Tencent has tweaked its M&A strategy to place a greater emphasis on purchasing majority stakes in video game companies located outside of China.
That's according to a report from Reuters, which claims to have spoken with people with direct knowledge of Tencent's plans.
Those anonymous sources said the Chinese company now wants to offset waning growth on home soil by more heavily investing in overseas game businesses.
They added that Tencent is specifically interested in taking majority and controlling stakes in companies based in Europe.
Anybody who's been keeping tabs on Tencent's recent spending won't be surprised by those claims, with the company having broadened its horizons as regulators in China seek to impose restrictions on spending and playtime in video games.
Still, it's interesting to hear sources close to Tencent claim the company has indeed refocused its M&A strategy in the wake of that regulatory crackdown.
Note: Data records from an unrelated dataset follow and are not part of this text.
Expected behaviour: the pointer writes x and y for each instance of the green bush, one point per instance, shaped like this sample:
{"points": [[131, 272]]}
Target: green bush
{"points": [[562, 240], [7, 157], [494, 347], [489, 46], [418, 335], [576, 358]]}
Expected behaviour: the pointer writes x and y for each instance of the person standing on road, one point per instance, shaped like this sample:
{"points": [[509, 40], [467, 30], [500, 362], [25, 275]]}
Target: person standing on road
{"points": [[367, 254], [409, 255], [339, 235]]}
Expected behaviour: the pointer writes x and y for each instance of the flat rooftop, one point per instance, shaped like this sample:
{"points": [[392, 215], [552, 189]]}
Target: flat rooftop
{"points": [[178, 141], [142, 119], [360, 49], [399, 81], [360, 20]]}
One source said that while video game companies remain Tencent's primary target, the company is also interested in purchasing metaverse assets.
Addressing the report in a comment handed to Retuers, Tencent said it began investing abroad "long before" new regulations were rolled out in China, and that it's always looking for "innovative companies with talented management teams."
That said, there seems to be a clear trend when glancing at Tencent's latest investments, with the company having invested in studios and companies based in Slovenia, Spain, and Japan. Notably, Tencent also recently grabbed a $300 million stake in Guillemot Brothers Limited, the core shareholder of French publisher Ubisoft.